A Video Projector That Fits In Your Pocket
Sven-Erik writes "Video projectors able to project high-quality images will be embedded in your cellphones and laptops within two years. This is the promise of a new technology developed at Cambridge University. These pocket projectors will have no lenses and no light bulbs. Instead, these future battery-powered tiny projectors will rely on holographic technology and special algorithms. In 'Holograms enable pocket projectors,' Technology Research News explains that a 2D hologram will be created on a microdisplay and projected by using a laser beam. This has been possible because the researchers have written special algorithms which generates the holograms a million times faster than standard ones." Update: 07/03 21:21 GMT by T : Note that this text belongs to Roland Piquepaille and comes from his weblog; submitters, please strive to make your sources clear.
Apple will make this a standard component first, in the same way as they picked up on other trends and mainstreamed them, e.g. window-based UI, 17" screen, PDA.
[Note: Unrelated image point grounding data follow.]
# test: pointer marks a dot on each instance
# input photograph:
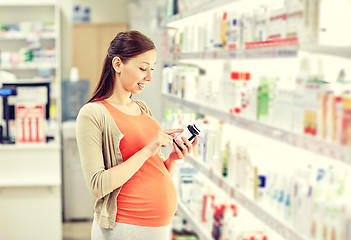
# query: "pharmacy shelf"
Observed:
(30, 146)
(330, 150)
(200, 230)
(282, 228)
(49, 64)
(21, 35)
(286, 51)
(22, 3)
(28, 80)
(201, 8)
(268, 52)
(340, 51)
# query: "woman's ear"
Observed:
(116, 64)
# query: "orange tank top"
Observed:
(149, 197)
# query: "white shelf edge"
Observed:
(28, 80)
(28, 66)
(18, 35)
(17, 3)
(334, 151)
(277, 225)
(30, 146)
(269, 52)
(198, 228)
(284, 51)
(29, 184)
(197, 10)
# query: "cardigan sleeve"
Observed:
(89, 140)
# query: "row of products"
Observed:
(28, 55)
(173, 7)
(182, 229)
(304, 104)
(27, 27)
(81, 14)
(217, 214)
(300, 188)
(274, 24)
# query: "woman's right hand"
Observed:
(162, 139)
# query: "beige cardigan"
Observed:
(98, 139)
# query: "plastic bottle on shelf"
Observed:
(263, 99)
(236, 87)
(232, 31)
(298, 98)
(247, 29)
(277, 23)
(216, 31)
(245, 94)
(224, 30)
(261, 25)
(295, 19)
(331, 32)
(166, 76)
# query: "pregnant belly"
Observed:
(149, 198)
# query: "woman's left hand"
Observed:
(186, 146)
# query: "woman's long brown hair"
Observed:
(125, 45)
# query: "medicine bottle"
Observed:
(190, 132)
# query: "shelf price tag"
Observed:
(215, 55)
(232, 192)
(220, 183)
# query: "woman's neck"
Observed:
(121, 100)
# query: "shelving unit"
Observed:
(283, 228)
(202, 232)
(267, 52)
(288, 49)
(333, 151)
(30, 173)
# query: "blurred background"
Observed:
(267, 81)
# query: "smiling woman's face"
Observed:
(137, 72)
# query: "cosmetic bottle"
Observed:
(190, 132)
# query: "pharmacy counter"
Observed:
(30, 192)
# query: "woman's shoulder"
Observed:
(92, 109)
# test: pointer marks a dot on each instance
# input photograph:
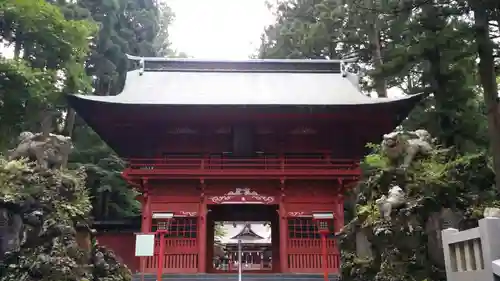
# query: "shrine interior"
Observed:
(256, 226)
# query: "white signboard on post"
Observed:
(144, 245)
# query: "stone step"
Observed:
(234, 277)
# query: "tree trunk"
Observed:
(488, 81)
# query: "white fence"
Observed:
(473, 254)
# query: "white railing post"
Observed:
(449, 260)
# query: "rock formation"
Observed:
(43, 210)
(390, 240)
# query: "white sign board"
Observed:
(144, 245)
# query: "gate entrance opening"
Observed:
(255, 226)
To the best of my knowledge, the loss of image quality with standard optical equipment occurs due to imperfections in the lens. With this method, there seems to be no actual refraction taking place - it all operates on wave interference. And I quote:
"No lenses are required -- the projected image is formed entirely by diffraction," said Cable.
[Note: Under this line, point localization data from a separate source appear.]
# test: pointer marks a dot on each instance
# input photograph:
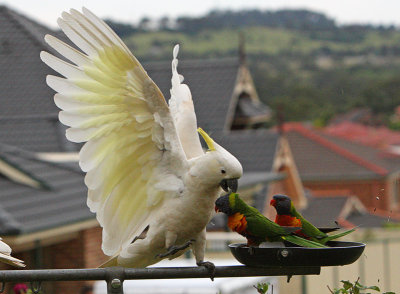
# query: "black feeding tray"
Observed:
(338, 253)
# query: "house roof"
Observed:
(28, 116)
(378, 137)
(346, 210)
(342, 159)
(26, 209)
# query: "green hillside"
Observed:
(310, 73)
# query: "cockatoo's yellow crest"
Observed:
(207, 138)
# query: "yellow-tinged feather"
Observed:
(207, 139)
(105, 79)
(96, 87)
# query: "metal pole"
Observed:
(108, 274)
(115, 276)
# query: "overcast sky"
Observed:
(343, 11)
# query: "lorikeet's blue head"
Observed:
(282, 204)
(223, 204)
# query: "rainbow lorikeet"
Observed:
(250, 223)
(287, 215)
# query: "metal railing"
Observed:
(115, 276)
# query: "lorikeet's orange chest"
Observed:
(237, 222)
(287, 221)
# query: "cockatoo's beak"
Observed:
(229, 185)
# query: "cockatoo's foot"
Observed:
(175, 249)
(210, 266)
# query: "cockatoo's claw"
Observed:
(209, 266)
(175, 249)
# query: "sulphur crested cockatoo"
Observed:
(150, 183)
(5, 256)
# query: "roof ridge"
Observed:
(13, 16)
(335, 148)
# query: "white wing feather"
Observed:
(182, 110)
(5, 255)
(109, 102)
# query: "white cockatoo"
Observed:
(5, 255)
(150, 183)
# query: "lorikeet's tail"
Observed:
(333, 237)
(302, 242)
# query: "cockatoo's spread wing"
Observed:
(133, 156)
(182, 110)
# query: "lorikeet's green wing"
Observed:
(259, 225)
(317, 235)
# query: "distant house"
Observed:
(43, 212)
(335, 165)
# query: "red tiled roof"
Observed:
(323, 141)
(379, 137)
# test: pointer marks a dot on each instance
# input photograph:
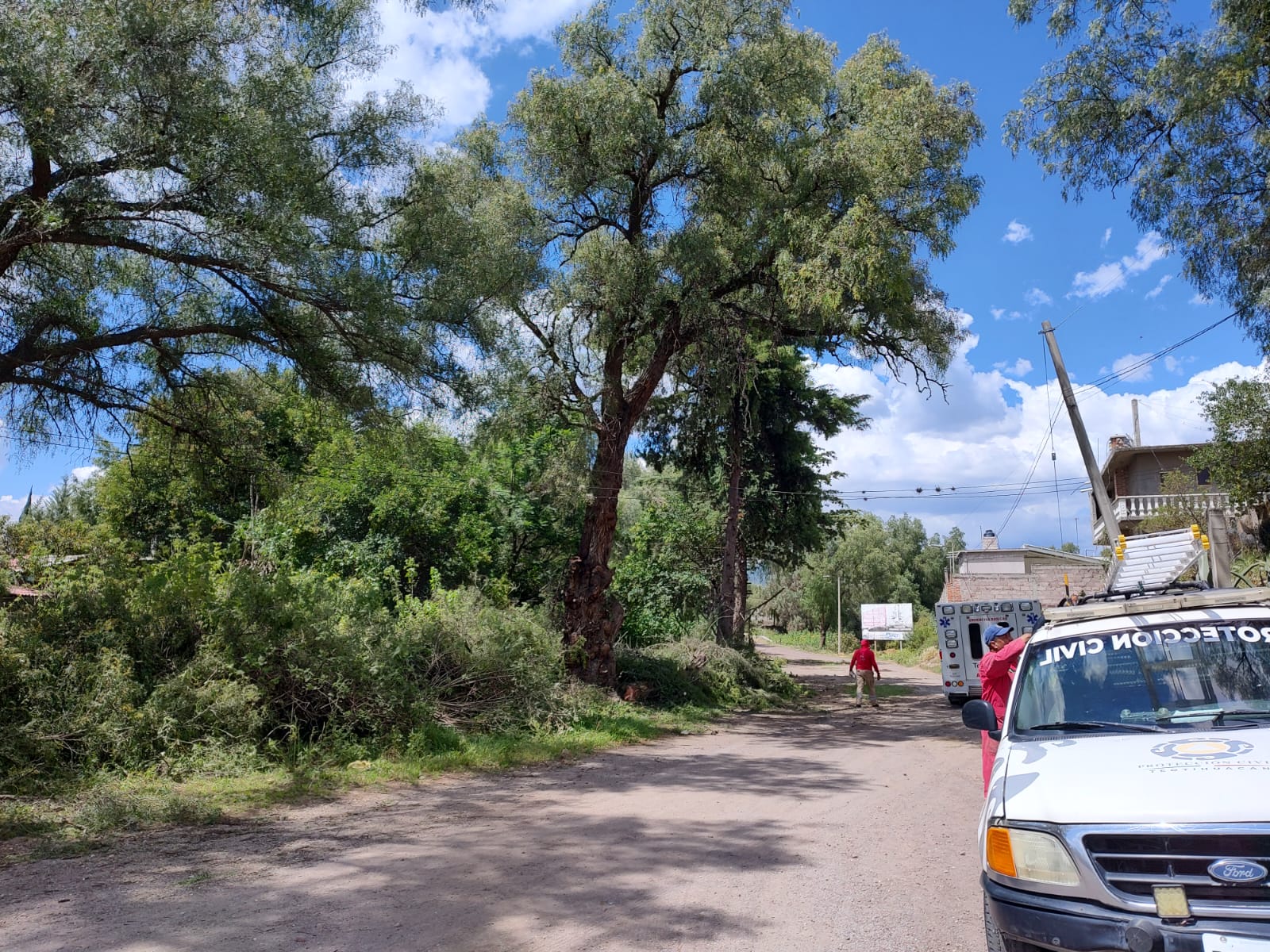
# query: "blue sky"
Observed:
(1024, 255)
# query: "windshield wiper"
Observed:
(1096, 727)
(1217, 716)
(1242, 714)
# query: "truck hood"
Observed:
(1216, 776)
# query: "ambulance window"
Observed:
(975, 636)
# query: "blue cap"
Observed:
(996, 631)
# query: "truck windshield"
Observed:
(1168, 677)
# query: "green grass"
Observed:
(87, 816)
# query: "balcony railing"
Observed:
(1133, 509)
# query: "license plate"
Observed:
(1233, 943)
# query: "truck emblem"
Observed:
(1237, 871)
(1202, 749)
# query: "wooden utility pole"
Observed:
(1100, 493)
(840, 613)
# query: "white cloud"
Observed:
(1151, 249)
(988, 432)
(1155, 291)
(1016, 232)
(438, 54)
(1019, 368)
(1100, 282)
(13, 505)
(1114, 276)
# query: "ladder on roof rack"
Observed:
(1153, 560)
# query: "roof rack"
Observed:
(1155, 562)
(1157, 602)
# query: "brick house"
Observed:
(994, 574)
(1133, 476)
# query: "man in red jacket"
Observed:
(996, 674)
(864, 664)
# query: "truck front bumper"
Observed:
(1083, 927)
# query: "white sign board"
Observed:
(888, 622)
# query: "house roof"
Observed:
(1060, 555)
(1122, 455)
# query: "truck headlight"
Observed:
(1029, 854)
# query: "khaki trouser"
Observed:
(865, 682)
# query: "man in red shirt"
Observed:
(864, 664)
(996, 674)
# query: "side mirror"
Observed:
(979, 716)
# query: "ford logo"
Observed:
(1237, 871)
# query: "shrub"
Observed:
(702, 672)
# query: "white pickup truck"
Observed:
(1130, 803)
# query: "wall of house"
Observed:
(1146, 471)
(1043, 584)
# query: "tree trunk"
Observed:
(741, 593)
(591, 616)
(725, 612)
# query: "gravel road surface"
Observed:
(829, 829)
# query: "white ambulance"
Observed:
(960, 626)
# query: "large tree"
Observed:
(1172, 113)
(702, 160)
(1238, 456)
(188, 183)
(742, 427)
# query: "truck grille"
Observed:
(1133, 863)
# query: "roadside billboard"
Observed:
(887, 622)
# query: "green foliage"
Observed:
(702, 672)
(187, 186)
(1172, 113)
(666, 578)
(1238, 455)
(698, 162)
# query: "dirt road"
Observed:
(835, 829)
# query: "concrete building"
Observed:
(1133, 476)
(994, 574)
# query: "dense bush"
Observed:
(125, 666)
(702, 672)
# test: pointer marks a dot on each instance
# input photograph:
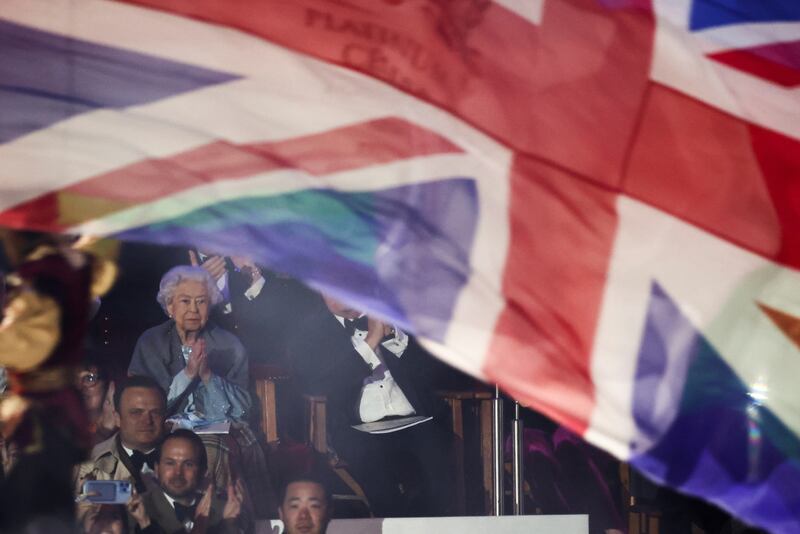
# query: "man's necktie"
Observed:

Believe it or not, the cost is not likely to be that much higher, because there's no need for precision optics, just a tiny screen and a laser.
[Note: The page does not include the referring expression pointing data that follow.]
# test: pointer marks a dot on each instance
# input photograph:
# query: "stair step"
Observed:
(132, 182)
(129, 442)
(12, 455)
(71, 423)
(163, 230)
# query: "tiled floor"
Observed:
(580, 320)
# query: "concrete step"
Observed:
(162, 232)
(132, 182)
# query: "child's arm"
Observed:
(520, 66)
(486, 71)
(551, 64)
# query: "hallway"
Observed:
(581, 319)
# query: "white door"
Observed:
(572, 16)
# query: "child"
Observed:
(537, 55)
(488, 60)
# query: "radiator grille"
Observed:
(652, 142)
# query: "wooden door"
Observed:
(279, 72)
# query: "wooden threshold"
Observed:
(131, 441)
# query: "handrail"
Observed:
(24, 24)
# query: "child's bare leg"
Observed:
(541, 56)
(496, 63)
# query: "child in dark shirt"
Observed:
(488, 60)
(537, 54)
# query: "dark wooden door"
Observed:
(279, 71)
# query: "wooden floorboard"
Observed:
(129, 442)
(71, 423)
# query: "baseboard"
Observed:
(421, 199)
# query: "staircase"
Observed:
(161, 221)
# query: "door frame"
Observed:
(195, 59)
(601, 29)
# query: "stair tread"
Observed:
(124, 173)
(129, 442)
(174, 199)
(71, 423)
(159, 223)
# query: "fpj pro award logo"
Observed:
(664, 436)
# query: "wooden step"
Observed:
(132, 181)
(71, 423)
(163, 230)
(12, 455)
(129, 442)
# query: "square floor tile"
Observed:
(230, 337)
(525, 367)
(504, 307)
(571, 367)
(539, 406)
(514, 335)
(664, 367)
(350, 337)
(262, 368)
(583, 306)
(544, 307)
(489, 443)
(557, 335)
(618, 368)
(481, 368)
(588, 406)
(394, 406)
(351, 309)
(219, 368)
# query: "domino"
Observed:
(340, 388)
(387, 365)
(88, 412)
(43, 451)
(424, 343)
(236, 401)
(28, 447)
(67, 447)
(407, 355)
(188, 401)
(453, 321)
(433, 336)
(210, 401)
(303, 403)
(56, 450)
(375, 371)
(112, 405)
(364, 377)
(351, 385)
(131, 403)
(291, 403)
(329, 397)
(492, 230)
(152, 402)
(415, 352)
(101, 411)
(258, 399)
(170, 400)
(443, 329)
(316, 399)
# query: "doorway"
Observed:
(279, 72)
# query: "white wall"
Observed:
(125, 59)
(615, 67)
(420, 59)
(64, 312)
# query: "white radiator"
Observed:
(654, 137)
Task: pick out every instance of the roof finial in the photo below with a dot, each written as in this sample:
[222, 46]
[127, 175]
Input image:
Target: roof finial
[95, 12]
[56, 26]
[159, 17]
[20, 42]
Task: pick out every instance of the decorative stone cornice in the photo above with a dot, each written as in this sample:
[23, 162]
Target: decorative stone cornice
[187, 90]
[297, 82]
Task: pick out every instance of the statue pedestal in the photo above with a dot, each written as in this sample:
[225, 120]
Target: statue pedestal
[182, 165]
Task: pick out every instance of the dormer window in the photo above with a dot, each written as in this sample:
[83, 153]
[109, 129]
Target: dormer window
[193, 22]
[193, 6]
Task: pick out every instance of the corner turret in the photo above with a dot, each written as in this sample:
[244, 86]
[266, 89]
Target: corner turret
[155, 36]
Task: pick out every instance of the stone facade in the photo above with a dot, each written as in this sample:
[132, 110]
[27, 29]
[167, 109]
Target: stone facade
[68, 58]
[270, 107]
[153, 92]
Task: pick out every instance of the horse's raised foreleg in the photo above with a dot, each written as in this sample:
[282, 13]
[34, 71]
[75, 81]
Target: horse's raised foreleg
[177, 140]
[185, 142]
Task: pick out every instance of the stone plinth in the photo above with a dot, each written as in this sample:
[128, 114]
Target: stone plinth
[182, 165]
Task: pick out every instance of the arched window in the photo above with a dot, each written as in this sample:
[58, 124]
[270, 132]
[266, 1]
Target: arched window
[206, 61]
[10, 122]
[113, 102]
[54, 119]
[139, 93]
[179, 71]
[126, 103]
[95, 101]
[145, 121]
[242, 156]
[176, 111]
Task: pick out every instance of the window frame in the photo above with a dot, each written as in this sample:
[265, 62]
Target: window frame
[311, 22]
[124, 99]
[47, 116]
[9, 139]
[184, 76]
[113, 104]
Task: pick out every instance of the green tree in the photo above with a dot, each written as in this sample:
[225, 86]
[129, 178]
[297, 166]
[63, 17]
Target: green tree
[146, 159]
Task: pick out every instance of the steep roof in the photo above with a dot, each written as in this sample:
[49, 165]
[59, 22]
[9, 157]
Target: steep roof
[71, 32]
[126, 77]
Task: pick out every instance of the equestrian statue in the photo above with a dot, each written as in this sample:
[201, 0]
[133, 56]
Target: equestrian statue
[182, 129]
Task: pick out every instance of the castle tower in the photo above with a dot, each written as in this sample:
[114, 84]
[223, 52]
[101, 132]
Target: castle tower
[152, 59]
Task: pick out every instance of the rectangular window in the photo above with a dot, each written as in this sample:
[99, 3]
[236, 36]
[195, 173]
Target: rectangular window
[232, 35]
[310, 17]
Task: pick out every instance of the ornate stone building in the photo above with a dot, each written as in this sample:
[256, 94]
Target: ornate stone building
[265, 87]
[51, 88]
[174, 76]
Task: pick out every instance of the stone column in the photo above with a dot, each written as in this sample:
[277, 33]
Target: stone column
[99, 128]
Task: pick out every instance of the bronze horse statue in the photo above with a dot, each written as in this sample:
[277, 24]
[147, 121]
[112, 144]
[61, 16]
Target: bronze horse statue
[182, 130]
Karma: Segmentation fault (tried to dereference a null post)
...These novel algorithms will be patented....
Of course, and they should be. 'Novel' applications like this one are completely non-obvious. That's what patents are for. All I'm saying is that I don't think anything is wrong with this company getting patents for it's work.
The fact that it's easier to use won't make it cheaper. There's a novelty to it that will allow them to price it higher if they want. Just look at DVDs, which should be cheaper to produce VHS, for an example.
You know the funny thing is I remember thinking to myself the first time I saw that why the holographic video was grainy, it seemed preposterous to me that they could have that sort of technology on R2D2 and yet have it be all grainy in appearance.
And now it seems incredibly prescient lol, given the millionfold increase in processing speed using the noise variance method described in the article, the trade off between graininess and speed actually becomes quite rational.
The images were the same but contained different levels of noise. The researchers found that variation in noise levels affected people's perception of video quality more than the actual level of the noise.
I'm not familiar with holography, but doesn't the presence of noise mean that individual pixels won't be very clear? I suppose that would be okay for video, but what about using the projection as a computer display? Would it be good enough for text and fonts?
"Hey guys, check out this hologram I just got! Just give me a second for me to plug my wireless phone into an electrical socket, so that my batteries don't get completely drained in 15 seconds."
Kind of defeats the purpose, huh? Already when I start using my video camera is limits my cell phone usage. Imagine the energy requirements for a hologram projector.
Let's forget about putting all this stuff in cell phones... let's concentrate on actually getting this in a real projector of some sort before we start making high-faluting promises of having everything in our freaking cell phones.
Go one step further and you might have a laptop with flip up lid that consists of little more that a reflective surface to shine the projector onto, flip the lid out of the way and have a presentation projector.
Maybe it would be possibe for a computer to use both this and one of those projected keyboards you could have a tiny useful device.
Everything in moderation, even moderation.
No, especially moderation.
The reason is that Holograms *use* diffraction as a means of creating the image. Diffraction is the phenomenon where if a light wave passes through a hole that is approximately the size of its wave length, it gets 'garbled' - or diffracted into unrecognizalbe patterns.
That's why you have a practical limit to the miniaturisation of lenses.
But aside from that, you have optical artifacts that occur even with normal SLR lenses. And that is because lenses are not perfectly 'stygmatic'. Which means, lenses don't actually do what they're supposed to, they only do it to a certain degree at which the eye can't differentiate.
If lenses were stygmatic, then the concept of 'depth of field' would not exist: everything in the picture would always be in focus.
Think of it this way, the rules playing on lenses and holograms are as different as the rules effective on analog vs digital. It might be the same medium, but it's an entirely different ballgame.